The film doesn’t pull punches when it comes to the 43rd U.S. president’s buffoonery, but it puts his troubled youth and political life in the context of his struggle to gain the approval of his dad, George H.W. Bush.
It has the obvious humor that comes from years of misspoken sentences and misunderestimations, but Bush’s impressive determination and genuine faith are portrayed straightforwardly.
For all of us who have wondered how in the blue hell Bush ever managed to work his way into the Oval Office in the first place, the movie takes us through it, from the time he resolved to “never be out-Texaned or out-Christianed again” after losing a U.S. House race to a conservative Democrat, to the strategy sessions with “genius boy” Karl Rove, where the rhetoric that brought him to the top was developed.
The film flashes back and forth between scenes of Bush’s drunken youth and the intense cabinet meetings that would come later. Bush is bailed out of one mess after another until getting himself, and the country, and the world, into Iraq, where there are no bailouts.
Something feels strange about the movie. Maybe the history is too fresh. Maybe we just don’t care about Bush anymore, as we stare down the election. And a straightforward look at the life of someone like Bush doesn’t exactly make for the most soul-shaking content.
But Stone uses some fun devices.

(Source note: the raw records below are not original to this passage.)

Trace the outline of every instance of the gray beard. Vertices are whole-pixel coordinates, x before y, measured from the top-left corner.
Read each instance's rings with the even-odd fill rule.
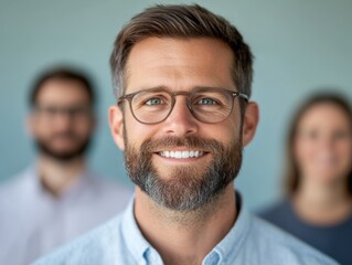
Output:
[[[235,179],[242,165],[239,139],[226,148],[216,140],[166,137],[145,141],[139,151],[128,145],[127,139],[125,142],[125,163],[130,179],[157,204],[179,212],[195,211],[211,203]],[[191,166],[178,167],[170,170],[168,178],[160,177],[151,162],[153,151],[178,146],[209,150],[213,159],[203,172]]]

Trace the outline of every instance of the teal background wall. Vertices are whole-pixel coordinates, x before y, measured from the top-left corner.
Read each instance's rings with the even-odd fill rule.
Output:
[[[297,104],[320,85],[340,87],[352,98],[352,1],[182,2],[228,19],[256,56],[253,99],[260,106],[260,124],[236,186],[257,209],[280,194],[285,129]],[[115,103],[108,57],[121,25],[153,3],[180,1],[0,0],[0,180],[34,159],[24,126],[33,77],[53,64],[71,63],[93,74],[100,94],[92,167],[129,184],[107,125],[107,108]]]

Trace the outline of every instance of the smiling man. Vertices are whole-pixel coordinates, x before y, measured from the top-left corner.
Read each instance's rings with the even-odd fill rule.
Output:
[[[239,32],[199,6],[131,19],[110,57],[109,124],[135,199],[38,264],[335,264],[252,216],[234,179],[258,123]]]

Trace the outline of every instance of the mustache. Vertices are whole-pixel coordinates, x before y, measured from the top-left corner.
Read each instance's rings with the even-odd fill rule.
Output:
[[[185,147],[189,149],[200,149],[203,151],[216,151],[224,146],[214,139],[200,137],[173,137],[167,136],[160,139],[147,140],[141,145],[140,150],[146,153],[151,153],[160,150],[167,150],[175,147]]]

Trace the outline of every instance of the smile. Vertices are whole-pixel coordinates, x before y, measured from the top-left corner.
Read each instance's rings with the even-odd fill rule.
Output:
[[[175,159],[186,159],[186,158],[199,158],[204,156],[203,151],[161,151],[159,152],[161,157],[175,158]]]

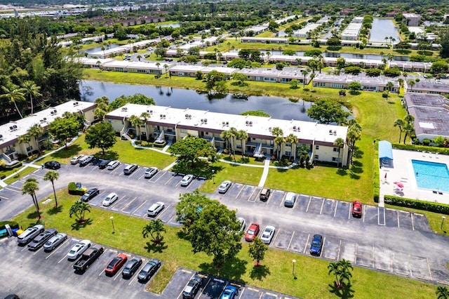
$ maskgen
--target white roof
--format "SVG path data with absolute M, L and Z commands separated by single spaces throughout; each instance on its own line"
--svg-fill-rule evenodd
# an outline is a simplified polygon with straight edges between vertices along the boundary
M 267 139 L 273 138 L 270 128 L 275 127 L 282 128 L 284 136 L 292 133 L 301 140 L 330 143 L 333 143 L 337 138 L 346 140 L 347 133 L 346 126 L 321 124 L 311 121 L 294 119 L 288 121 L 271 117 L 228 114 L 206 110 L 137 104 L 127 104 L 108 113 L 106 117 L 123 119 L 123 117 L 129 117 L 131 115 L 140 115 L 145 111 L 150 113 L 151 117 L 148 119 L 150 124 L 154 121 L 170 126 L 198 128 L 199 131 L 203 128 L 223 131 L 234 127 L 239 131 L 246 131 L 250 135 L 264 137 Z M 249 124 L 250 122 L 251 125 Z M 297 130 L 294 130 L 293 127 Z M 297 130 L 297 128 L 300 129 Z

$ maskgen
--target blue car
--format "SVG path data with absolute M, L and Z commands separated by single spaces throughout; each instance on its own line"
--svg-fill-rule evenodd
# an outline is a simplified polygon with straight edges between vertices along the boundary
M 321 234 L 314 235 L 310 245 L 310 254 L 312 255 L 321 255 L 321 248 L 323 248 L 323 236 Z
M 224 288 L 220 299 L 234 299 L 237 295 L 237 288 L 233 286 L 227 286 Z

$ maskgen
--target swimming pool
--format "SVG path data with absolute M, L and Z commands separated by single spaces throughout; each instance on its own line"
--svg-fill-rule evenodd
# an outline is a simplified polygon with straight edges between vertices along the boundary
M 412 164 L 419 188 L 449 192 L 449 171 L 446 164 L 420 160 L 412 160 Z

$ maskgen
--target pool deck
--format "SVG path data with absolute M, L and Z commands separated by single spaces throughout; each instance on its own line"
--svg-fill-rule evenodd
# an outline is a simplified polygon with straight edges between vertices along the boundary
M 418 188 L 415 178 L 412 160 L 443 163 L 449 166 L 449 156 L 429 152 L 413 152 L 393 149 L 393 168 L 382 166 L 379 171 L 380 198 L 379 206 L 384 206 L 384 196 L 394 195 L 412 199 L 439 202 L 449 204 L 449 192 Z M 387 178 L 385 179 L 385 174 Z M 394 184 L 400 182 L 404 187 L 400 190 Z M 436 191 L 437 193 L 434 193 Z

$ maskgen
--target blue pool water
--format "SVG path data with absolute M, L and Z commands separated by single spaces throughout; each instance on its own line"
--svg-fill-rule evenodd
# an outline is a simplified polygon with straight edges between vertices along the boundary
M 412 160 L 412 164 L 419 188 L 449 192 L 449 171 L 446 164 L 420 160 Z

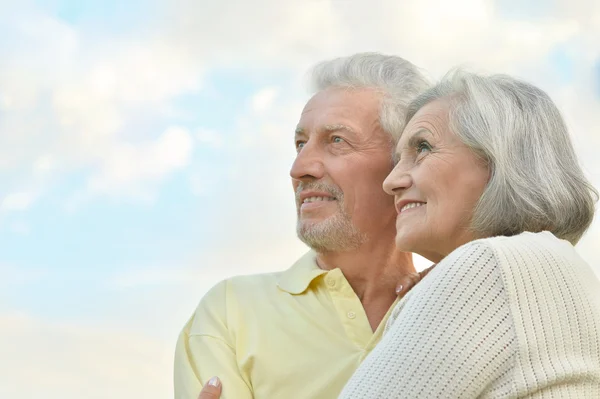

One scene has Bush, Dick Cheney, Condoleezza Rice, Donald Rumsfeld, Tommy Franks and Colin Powell wandering aimlessly through an empty field, talking about invading Iraq. Other preludes to catastrophe go along with ironic, happy music.
Actor Josh Brolin sounds exactly like W., Richard Dreyfuss looks exactly like Cheney and actress Thandie Newton both looks and sounds just like Rice — pinched voice, flinch and incessant head-nodding included.
James Cromwell skips over trying to look or sound like Bush Sr., but he impressively captures him anyway.
The film is both funny and enraging, and is a fitting way to celebrate the end of the funniest and most enraging U.S. presidential administration in history.